Een eekhoorn die zonder enig woord kan voelen wat je wil zeggen en wat je bedoelt.
Problemen die samen met alle andere zorgen met de wind mee zweven.

Na uren verkroppen, verstoppen in straten en dorpen.
Eindeloze wegen door landen en steden kom je naar hier als een springlevend veulen voor het eerst in de wei.

Vrij.

Vrij van al die verplichtingen, vrij van al die verschillende richtingen die je kan uitgaan, beslissingen die jij kan maken die anderen kunnen kraken.

Sta eens stil.
Sta stil bij die krak van de tak.
En besef wat voor moois je hier in het leven allemaal meemaakt.
Wie jij wil zijn.
Wat jou gelukkig maakt.
Zonder dat je vlucht, zonder enig gerucht, de druk van de lucht of van die ene zucht.

En voel je het?

Ruik je het?

Dat is de verse geur van het bos.
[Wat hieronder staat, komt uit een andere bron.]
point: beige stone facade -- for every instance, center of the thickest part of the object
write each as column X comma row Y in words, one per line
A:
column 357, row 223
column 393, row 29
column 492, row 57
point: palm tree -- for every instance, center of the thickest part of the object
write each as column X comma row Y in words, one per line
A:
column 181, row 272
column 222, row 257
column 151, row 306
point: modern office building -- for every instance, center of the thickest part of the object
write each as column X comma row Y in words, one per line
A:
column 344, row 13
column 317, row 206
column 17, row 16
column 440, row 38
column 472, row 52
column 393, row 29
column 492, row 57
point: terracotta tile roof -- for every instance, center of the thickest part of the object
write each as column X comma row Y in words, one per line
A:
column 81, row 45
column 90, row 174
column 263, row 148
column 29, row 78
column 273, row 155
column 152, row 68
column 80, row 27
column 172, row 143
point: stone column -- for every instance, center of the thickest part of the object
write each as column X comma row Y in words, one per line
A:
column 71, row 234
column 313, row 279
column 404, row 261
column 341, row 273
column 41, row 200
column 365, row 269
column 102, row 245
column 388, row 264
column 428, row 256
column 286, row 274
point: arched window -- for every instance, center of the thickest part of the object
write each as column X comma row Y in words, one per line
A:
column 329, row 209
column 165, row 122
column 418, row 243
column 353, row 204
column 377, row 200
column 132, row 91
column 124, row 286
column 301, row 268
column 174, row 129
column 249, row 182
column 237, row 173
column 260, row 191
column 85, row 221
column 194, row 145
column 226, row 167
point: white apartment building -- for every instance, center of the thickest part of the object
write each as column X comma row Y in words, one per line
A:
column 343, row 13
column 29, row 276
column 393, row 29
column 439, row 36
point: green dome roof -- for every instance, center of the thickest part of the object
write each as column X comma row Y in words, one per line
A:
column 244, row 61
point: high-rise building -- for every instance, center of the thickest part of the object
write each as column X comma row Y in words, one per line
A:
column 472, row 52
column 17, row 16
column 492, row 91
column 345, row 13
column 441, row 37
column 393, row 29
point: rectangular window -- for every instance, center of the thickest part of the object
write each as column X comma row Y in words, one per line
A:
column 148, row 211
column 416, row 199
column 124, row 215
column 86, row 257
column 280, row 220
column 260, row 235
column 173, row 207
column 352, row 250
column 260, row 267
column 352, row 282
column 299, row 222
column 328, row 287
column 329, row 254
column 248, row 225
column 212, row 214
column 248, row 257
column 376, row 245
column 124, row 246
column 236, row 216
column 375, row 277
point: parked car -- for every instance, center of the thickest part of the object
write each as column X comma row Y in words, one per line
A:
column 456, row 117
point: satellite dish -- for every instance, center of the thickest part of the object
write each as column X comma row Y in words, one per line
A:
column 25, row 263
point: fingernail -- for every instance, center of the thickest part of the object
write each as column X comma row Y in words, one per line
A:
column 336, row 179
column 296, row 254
De geur van “ je kan het” en laat het los...


 

Gedicht 6

 

5 “zwijntjes ” in het bos

gaan er helemaal op los

 

Dartel en vrij

Kleinkinderen van mij…

 

Rennen, lopen, springen

Ondertussen luidop zingen

 

Takken sjouwen

Kampen bouwen

 

Bessen delen

Verstoppertje spelen

 

Laarzen uit

Door het kruid

 

Naar het blote voetenpad

Neen dat kan niet in de stad!


 

Gedicht 7

 

Oh Zwijntjesbos,

schaamlapje, pleister op een houten been,

geprangd tussen wegen van steen,

jij die tevergeefs probeert CO2 te weren,

in het leven geroepen

als kunstmatige buffer

om het geweten te sussen

van beleidsvoerders en betonboeren

en wittebusjeschauffeurs die pakketjes vervoeren.

Gekaapt door groene rakkers

die oorspronkelijke akkers

beplanten met nieuwer voedsel,

bezoedeld door dieseltrucks

of beroepsreizigers op zoek naar geluk.

Wandelaars snellen door het groene g(e)ra(a)s

met surrogaatvogelmuziek in de oren

langsheen Geboortebosbomen

onder een zomerse gloed

de verlossende stilte tegemoet.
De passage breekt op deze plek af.